1.Association of mean platelet volume with pulmonary artery hypertension associated with secundum atrial septal defect
Xiu WANG ; Yitong MA ; Yining YANG ; Xiaomei LI ; Dongze LI
Chinese Journal of Interventional Cardiology 2015;(11):606-611
Objective To observe changes in mean platelet volume ( MPV) and investigate its possibility as a predictor and influence in patients with pulmonary artery hypertension associated with secundum atrial septal defect (ASD-PAH) . Methods 627 patients who suffered from secundum ASD were included in the study from the First Affiliated Hospital of Xinjiang Medical University Heart Center between January 2010 and March 2014. Patients were divided into two groups based on whether they had PAH or not (PAH group, n = 420 and non-PAH group, n = 207) . We also included 690 healthy people as a control group who received routine body check up at the same time.

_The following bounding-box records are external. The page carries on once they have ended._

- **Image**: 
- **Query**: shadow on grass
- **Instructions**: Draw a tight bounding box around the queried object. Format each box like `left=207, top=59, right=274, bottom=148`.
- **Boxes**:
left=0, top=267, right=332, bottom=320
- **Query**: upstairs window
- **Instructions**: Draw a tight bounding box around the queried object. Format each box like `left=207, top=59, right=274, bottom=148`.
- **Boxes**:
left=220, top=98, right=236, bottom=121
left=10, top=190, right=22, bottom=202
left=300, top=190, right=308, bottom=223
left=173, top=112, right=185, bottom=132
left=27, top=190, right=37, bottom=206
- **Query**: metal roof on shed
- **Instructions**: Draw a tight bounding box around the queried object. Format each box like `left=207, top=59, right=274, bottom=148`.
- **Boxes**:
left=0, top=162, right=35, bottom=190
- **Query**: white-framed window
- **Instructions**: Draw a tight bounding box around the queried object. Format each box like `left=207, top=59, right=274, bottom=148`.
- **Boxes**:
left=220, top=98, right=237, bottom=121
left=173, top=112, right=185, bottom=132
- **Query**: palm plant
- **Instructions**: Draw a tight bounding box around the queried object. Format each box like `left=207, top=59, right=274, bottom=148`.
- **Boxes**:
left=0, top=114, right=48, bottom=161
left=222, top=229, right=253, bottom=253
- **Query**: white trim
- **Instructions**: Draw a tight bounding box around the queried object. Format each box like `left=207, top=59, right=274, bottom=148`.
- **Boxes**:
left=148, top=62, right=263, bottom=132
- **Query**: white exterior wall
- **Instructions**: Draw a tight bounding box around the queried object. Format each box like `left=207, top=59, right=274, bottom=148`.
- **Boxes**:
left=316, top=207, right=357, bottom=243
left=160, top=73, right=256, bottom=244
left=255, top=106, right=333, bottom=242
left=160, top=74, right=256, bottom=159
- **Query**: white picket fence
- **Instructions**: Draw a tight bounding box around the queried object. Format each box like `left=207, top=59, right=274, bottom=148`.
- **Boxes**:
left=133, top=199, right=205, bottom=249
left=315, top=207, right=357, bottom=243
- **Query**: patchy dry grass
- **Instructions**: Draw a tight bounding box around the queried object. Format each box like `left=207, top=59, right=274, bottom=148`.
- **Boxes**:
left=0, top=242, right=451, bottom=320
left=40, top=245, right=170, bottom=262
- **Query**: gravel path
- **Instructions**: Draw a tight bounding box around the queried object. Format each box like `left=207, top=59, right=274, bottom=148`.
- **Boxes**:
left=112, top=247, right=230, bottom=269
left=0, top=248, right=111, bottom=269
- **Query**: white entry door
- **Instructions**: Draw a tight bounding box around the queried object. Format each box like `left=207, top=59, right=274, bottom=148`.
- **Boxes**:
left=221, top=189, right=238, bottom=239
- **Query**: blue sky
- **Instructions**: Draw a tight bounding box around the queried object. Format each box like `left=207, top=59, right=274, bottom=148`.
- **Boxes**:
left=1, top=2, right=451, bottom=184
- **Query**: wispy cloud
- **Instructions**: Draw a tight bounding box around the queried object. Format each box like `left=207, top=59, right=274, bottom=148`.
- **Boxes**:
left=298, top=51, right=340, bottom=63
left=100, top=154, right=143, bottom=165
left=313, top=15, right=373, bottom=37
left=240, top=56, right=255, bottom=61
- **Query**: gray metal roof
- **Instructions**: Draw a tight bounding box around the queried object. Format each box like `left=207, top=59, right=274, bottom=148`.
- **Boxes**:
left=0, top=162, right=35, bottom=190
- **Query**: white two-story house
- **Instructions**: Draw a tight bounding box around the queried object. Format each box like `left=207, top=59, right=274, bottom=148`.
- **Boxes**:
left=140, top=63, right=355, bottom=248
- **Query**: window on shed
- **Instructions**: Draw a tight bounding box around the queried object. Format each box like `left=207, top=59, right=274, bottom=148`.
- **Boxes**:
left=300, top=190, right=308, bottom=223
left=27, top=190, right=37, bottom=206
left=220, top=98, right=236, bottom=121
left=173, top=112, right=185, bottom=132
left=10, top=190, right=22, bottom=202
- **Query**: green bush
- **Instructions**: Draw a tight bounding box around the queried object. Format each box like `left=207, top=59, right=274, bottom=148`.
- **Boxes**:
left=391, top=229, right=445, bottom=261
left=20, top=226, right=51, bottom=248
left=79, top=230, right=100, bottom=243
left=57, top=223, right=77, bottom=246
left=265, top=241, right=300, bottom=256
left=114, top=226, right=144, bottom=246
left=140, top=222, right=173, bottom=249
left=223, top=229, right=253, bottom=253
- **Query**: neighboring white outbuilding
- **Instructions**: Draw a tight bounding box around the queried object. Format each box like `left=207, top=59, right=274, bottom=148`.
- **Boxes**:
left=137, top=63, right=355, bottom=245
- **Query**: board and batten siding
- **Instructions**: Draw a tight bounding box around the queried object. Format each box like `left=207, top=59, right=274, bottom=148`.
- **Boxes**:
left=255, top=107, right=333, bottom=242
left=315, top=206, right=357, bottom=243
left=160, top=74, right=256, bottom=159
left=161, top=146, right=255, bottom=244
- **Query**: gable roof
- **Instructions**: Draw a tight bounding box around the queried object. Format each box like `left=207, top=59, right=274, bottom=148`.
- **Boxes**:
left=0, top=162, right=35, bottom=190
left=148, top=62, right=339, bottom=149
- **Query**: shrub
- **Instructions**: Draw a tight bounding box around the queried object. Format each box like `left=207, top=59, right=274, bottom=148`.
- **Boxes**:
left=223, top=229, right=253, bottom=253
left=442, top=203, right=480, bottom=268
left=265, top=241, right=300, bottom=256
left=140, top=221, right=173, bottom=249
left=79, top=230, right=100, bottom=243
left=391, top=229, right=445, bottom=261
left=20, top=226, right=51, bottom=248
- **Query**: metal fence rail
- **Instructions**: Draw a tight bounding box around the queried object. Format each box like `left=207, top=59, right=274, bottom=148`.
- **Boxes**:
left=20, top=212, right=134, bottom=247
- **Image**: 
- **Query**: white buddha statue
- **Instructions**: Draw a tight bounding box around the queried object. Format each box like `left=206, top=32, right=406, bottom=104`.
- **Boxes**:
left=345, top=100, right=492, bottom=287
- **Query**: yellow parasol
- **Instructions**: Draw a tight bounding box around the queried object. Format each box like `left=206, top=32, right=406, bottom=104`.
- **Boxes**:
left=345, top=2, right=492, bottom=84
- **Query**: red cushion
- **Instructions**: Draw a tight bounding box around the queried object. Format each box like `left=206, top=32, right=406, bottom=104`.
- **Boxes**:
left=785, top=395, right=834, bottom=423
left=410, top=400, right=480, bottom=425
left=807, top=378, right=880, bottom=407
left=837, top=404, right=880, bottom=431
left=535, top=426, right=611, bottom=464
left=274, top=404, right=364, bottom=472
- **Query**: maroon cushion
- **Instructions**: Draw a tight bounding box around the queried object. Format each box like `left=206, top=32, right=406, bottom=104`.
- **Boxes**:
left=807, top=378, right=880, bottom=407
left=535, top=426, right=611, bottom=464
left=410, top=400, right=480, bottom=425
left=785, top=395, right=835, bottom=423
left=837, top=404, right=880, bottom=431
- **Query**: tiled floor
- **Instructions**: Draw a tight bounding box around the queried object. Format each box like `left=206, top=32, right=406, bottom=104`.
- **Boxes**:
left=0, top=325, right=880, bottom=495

Examinations including complete blood count, serum biochemistry and ECG were done. Right heart catheterization examination was performed in patients who suffered from secundum ASD. Results The MPV was significantly higher in secundum ASD patients than in the control group [ (9. 4 ± 1. 6) fl vs. (8. 9 ± 1. 5) fl, P ﹤ 0. 001] . No significant difference was observed in MPV between PAH group and non-PAH group (P = 0. 268) . In univariate and multivariate logistic regression analysis, age ( OR 1. 401, 95% CI 1. 087 to 1. 806, P = 0. 009), RV diameter (OR 1. 101, 95% CI 1. 026 - 1. 181, P = 0. 008) and ASD defect diameter (OR 1. 064, 95% CI 1. 013 - 1. 118, P = 0. 013) were associated with ASD-PAH. Conclusions Our study demonstrated that age, RV diameter and ASD defect diameter were associated with ASD-PAH. Platelet activation exists in ASD-PAH, but this may not be the precipitating cause that contribute to the pathogenesis of ASD-PAH. MPV at admission does not predict the risk of PAH in patients with secundum ASD.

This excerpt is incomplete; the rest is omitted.